Erasca Insider Nets $671K, Cuts Direct Stake by 82.7%
Erasca’s general counsel sold 120,000 shares via option exercise for $670,812 in gross proceeds on Jan. 7, reducing direct holdings by 82.7% to 25,076 shares while retaining 360,000 options. The transaction executed under a June 2024 Rule 10b5-1 plan capitalized on a 189.8% annual share rally.
1. Erasca Reports Promising Early Clinical Data for ERAS-0015
In the ongoing Phase 1 dose-escalation trial of ERAS-0015, Erasca has observed multiple confirmed and unconfirmed partial responses across a variety of RAS-mutant solid tumors at doses as low as 8 mg once daily. Two confirmed partial responses and one unconfirmed response were seen at that dose level, with responses emerging at merely one-tenth of the exposure required by a comparable RAS-targeting agent. Across all dose cohorts, no dose-limiting toxicities have been reported, and adverse events have been predominantly low grade. Pharmacokinetic analyses demonstrate predictable, dose-proportional exposure, and enrollment is ahead of schedule, positioning Erasca to present initial monotherapy data in the first half of 2026 and to initiate expansion and combination cohorts in the second half of the year.
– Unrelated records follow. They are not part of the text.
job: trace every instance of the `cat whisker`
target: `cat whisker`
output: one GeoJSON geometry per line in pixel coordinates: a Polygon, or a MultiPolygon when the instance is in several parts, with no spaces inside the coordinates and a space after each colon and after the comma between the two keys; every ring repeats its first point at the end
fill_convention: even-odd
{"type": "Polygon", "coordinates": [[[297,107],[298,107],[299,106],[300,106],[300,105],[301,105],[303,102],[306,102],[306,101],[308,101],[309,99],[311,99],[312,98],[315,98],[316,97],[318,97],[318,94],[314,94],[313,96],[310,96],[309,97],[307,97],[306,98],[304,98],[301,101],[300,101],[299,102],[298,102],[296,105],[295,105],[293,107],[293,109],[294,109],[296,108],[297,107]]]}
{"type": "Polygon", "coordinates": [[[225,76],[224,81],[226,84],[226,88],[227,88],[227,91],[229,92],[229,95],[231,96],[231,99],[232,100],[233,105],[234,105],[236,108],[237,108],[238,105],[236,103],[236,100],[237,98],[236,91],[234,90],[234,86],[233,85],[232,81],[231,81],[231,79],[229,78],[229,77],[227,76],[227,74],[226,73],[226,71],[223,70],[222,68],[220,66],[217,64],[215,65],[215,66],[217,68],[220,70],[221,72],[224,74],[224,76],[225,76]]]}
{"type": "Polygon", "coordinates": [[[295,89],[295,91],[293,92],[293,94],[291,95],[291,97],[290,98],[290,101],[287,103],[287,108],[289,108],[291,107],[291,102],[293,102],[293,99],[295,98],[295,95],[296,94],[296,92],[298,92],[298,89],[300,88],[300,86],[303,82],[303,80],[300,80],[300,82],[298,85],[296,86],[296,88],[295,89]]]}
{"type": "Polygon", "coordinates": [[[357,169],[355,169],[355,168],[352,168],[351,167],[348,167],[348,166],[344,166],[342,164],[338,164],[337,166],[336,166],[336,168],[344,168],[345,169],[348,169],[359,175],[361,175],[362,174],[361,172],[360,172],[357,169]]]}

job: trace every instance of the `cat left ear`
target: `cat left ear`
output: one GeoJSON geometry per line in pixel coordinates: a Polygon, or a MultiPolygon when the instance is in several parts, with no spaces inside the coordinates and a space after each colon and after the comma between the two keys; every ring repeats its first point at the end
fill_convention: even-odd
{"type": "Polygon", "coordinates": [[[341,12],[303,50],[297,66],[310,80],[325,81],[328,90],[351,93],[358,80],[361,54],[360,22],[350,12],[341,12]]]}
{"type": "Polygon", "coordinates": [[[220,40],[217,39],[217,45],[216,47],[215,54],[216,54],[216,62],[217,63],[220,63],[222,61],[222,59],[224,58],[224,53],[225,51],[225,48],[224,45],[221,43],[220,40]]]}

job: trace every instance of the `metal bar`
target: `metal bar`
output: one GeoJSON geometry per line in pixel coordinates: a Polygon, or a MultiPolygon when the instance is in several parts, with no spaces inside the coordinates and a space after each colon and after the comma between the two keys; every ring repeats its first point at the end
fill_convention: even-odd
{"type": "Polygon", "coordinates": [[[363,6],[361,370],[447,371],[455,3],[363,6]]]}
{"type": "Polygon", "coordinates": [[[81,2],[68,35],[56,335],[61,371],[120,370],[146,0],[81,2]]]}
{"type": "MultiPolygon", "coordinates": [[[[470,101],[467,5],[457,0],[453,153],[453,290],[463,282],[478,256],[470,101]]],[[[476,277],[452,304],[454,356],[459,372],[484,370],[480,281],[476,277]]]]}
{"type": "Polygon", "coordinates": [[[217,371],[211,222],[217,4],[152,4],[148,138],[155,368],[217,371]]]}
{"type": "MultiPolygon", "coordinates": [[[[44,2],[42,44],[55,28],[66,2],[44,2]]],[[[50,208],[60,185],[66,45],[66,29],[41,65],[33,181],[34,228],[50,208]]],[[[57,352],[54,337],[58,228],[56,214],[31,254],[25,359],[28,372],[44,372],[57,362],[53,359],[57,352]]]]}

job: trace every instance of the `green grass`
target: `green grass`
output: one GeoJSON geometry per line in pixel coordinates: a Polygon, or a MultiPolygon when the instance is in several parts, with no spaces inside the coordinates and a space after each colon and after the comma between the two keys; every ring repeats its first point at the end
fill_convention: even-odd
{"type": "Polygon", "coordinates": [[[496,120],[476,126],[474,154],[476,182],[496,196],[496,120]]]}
2. Insider Exercise and Sale Highlights Ownership Dynamics
On January 7, 2026, Garner Ebun, Erasca’s general counsel and corporate secretary, exercised options on 120,000 shares and sold them immediately for gross proceeds of approximately $670,800. Following the transaction, her direct common stock holdings declined from 145,076 to 25,076 shares, representing an 82.7% reduction in direct ownership. Ebun retains 360,000 outstanding options, both vested and unvested, ensuring she remains aligned with the company’s long-term value creation. The sale was conducted under a pre-existing Rule 10b5-1 plan, and no indirect holdings or gift transactions were involved.